Этот город был – серый туман над рекой. Волны со всех сторон тянули к нему длинные гибкие пальцы. В городе бок о бок жили люди и те, кто людьми не были. Мать-птица раскрывала свои крылья и над теми, и над другими. Город был сам – призрак жизни, он так долго стоял на грани, что не заметил, как врос в этот туман, и в бетонный парапет набережной, и в распластанное изваяние птицы, которое парило над ним.

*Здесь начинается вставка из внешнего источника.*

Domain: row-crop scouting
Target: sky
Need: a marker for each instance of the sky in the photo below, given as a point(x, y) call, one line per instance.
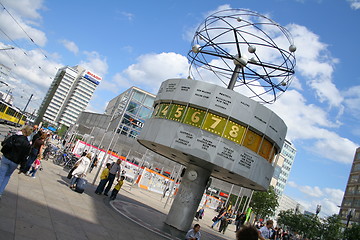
point(142, 43)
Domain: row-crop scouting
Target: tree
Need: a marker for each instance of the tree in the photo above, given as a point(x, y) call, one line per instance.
point(306, 225)
point(62, 130)
point(264, 203)
point(332, 228)
point(353, 232)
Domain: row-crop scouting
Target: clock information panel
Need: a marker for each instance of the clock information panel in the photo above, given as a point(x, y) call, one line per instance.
point(218, 125)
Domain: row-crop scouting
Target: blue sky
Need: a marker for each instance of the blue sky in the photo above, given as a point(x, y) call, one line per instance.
point(143, 43)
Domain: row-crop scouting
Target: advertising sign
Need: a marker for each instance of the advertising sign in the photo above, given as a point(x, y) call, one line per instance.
point(92, 77)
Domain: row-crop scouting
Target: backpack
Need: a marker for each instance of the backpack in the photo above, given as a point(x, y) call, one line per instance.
point(8, 144)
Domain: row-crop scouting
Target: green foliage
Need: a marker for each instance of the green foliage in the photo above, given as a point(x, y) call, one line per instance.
point(332, 228)
point(353, 232)
point(311, 227)
point(62, 130)
point(264, 203)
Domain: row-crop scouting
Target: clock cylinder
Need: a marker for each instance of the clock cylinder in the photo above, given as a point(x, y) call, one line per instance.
point(183, 209)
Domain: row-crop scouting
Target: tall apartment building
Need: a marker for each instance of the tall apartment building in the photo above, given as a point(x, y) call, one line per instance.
point(129, 110)
point(283, 167)
point(287, 203)
point(68, 95)
point(351, 199)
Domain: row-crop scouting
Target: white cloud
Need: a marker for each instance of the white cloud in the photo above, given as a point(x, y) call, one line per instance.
point(328, 198)
point(152, 69)
point(30, 73)
point(355, 4)
point(26, 14)
point(310, 122)
point(71, 46)
point(352, 100)
point(315, 64)
point(95, 63)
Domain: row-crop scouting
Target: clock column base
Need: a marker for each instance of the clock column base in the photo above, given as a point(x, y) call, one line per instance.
point(186, 202)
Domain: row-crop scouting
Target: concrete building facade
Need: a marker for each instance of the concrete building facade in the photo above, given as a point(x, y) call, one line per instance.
point(287, 203)
point(68, 95)
point(351, 199)
point(283, 167)
point(129, 110)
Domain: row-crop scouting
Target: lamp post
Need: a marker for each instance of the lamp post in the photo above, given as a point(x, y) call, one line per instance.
point(349, 216)
point(318, 209)
point(7, 48)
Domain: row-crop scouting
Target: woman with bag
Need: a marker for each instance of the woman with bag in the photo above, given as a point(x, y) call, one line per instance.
point(82, 166)
point(15, 150)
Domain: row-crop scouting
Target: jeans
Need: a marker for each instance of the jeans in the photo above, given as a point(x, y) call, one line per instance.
point(33, 171)
point(114, 194)
point(111, 179)
point(31, 159)
point(7, 167)
point(216, 222)
point(101, 186)
point(74, 180)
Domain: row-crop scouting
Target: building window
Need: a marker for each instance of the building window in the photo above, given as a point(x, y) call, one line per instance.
point(357, 156)
point(138, 96)
point(149, 101)
point(351, 190)
point(356, 203)
point(134, 134)
point(353, 178)
point(133, 107)
point(145, 112)
point(356, 167)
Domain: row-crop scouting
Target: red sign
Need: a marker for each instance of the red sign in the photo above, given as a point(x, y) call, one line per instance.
point(93, 75)
point(224, 194)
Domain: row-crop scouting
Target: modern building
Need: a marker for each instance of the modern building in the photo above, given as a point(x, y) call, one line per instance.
point(282, 167)
point(351, 200)
point(68, 95)
point(129, 110)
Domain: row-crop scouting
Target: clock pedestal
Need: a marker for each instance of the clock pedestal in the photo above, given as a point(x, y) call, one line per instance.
point(186, 202)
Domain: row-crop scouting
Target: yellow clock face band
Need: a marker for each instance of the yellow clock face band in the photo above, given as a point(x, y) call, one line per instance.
point(221, 126)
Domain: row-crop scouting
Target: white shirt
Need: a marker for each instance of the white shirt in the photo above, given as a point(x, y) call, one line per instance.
point(265, 232)
point(191, 234)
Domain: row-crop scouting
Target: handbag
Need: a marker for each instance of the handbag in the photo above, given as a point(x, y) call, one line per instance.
point(71, 171)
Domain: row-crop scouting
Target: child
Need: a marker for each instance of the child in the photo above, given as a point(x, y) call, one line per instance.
point(34, 167)
point(103, 179)
point(117, 188)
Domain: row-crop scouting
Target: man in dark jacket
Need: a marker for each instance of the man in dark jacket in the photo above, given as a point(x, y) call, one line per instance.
point(15, 150)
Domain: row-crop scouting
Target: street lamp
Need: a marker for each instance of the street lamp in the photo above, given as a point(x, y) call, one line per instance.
point(318, 209)
point(349, 216)
point(8, 48)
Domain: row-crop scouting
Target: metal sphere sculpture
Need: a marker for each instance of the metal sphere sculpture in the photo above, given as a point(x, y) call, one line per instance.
point(246, 51)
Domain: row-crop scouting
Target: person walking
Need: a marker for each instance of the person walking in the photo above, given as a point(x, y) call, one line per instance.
point(15, 150)
point(247, 232)
point(200, 213)
point(94, 163)
point(219, 217)
point(117, 187)
point(240, 220)
point(115, 170)
point(34, 167)
point(266, 231)
point(225, 220)
point(82, 166)
point(194, 233)
point(36, 149)
point(103, 179)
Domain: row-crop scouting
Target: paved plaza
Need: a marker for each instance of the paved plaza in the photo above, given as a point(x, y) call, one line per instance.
point(45, 208)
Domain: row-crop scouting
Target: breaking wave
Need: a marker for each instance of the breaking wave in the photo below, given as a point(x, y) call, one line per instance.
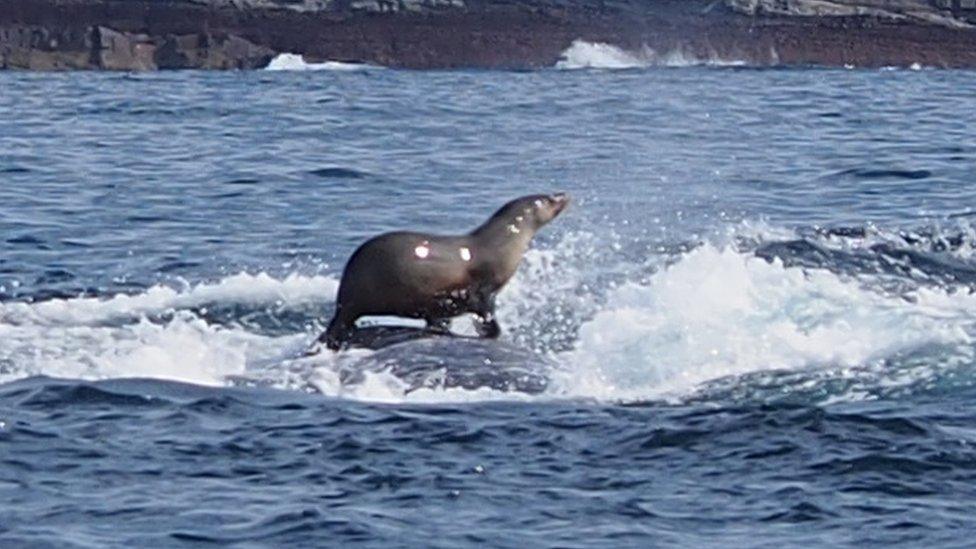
point(598, 55)
point(295, 62)
point(820, 306)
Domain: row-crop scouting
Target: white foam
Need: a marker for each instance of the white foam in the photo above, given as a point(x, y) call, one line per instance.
point(715, 312)
point(599, 55)
point(91, 338)
point(243, 288)
point(295, 62)
point(718, 312)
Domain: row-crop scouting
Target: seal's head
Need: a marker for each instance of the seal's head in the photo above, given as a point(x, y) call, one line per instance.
point(532, 212)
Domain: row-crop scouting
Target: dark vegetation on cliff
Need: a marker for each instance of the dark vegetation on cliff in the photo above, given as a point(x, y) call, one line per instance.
point(226, 34)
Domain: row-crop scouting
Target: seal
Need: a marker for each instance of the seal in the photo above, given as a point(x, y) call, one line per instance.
point(435, 277)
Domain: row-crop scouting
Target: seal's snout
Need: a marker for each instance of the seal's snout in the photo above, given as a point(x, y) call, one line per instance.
point(560, 200)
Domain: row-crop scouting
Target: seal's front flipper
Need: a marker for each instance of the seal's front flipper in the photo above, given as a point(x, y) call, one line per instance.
point(487, 326)
point(440, 326)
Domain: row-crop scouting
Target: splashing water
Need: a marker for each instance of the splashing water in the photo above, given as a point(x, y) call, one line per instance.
point(598, 55)
point(714, 312)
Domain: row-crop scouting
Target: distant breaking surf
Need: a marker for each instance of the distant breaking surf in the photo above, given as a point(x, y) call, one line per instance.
point(599, 55)
point(295, 62)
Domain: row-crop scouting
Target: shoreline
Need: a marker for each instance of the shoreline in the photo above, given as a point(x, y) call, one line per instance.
point(490, 34)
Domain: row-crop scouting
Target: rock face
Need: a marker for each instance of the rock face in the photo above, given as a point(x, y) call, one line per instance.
point(99, 47)
point(244, 34)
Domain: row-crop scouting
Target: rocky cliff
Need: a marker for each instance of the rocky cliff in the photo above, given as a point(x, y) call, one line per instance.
point(242, 34)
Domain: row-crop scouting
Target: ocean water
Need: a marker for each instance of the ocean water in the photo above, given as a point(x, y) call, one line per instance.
point(754, 327)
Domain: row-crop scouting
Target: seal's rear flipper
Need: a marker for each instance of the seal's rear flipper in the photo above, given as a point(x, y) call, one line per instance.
point(379, 337)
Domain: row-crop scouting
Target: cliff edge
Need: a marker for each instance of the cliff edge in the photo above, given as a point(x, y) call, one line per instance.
point(245, 34)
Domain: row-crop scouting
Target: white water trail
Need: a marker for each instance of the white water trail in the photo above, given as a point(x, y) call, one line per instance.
point(295, 62)
point(599, 55)
point(718, 312)
point(714, 312)
point(153, 333)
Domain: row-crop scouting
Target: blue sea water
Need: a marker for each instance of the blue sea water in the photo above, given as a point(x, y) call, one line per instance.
point(753, 328)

Этот город не выпускал своих – он держал их щупальцами тумана и гибкими пальцами серой реки.
– Тревога.
Вета проснулась от грохота. Она вскочила и бросилась к окну, осознавая на бегу, как светло вокруг. Набережная была залита безжизненным светом, истерично мигали красные лампы.
– Внимание. Тревога. Всем подразделениям занять позиции, – сказал бесстрастный голос, который она так часто слышала из репродукторов и радио.
Над городом запели унылые сирены. Черные тени повисли в воздухе над Совой. Белые тени заплясали по воде. Волны бились о берег – сильнее, сильнее, сильнее с каждым новым ударом.
Вета различила черные фигурки людей: они застыли широким полукругом рядом с обвалившимся парапетом.
– Второму подразделению – повышенная готовность.
Удар был всего один, но от него дрогнула набережная. Вета ощутила, как завибрировал пол у нее под ногами. То, что выбиралось из реки, ползло уже по асфальту набережной – бесформенное, черное.
– Второе подразделение, огонь!
Она узнала грохот, который так часто слышала, среди ночи спускаясь в подвал. Белое пламя обожгло асфальт, так что он вздулся. Вету на мгновение ослепило, и она отступила вглубь комнаты, закрывая лицо руками. Рукам сделалось жарко.
– Пятое подразделение, повышенная готовность.
Город закричал. Скрип железных конструкций перемешался с воем ветра и грохотом камней. Когда Вета заставила себя открыть глаза, половина алых ламп уже не горела. Видимая часть набережной лежала в руинах. Человеческие фигуры отступили дальше от реки, и теперь она отчетливо увидела его.
Дух города замер посреди каменных обломков, подсвеченный уцелевшими прожекторами. Нескладный и худой – руки-плети повисли вдоль туловища. Вета оцепенела. В ушах стоял бесконечный гул.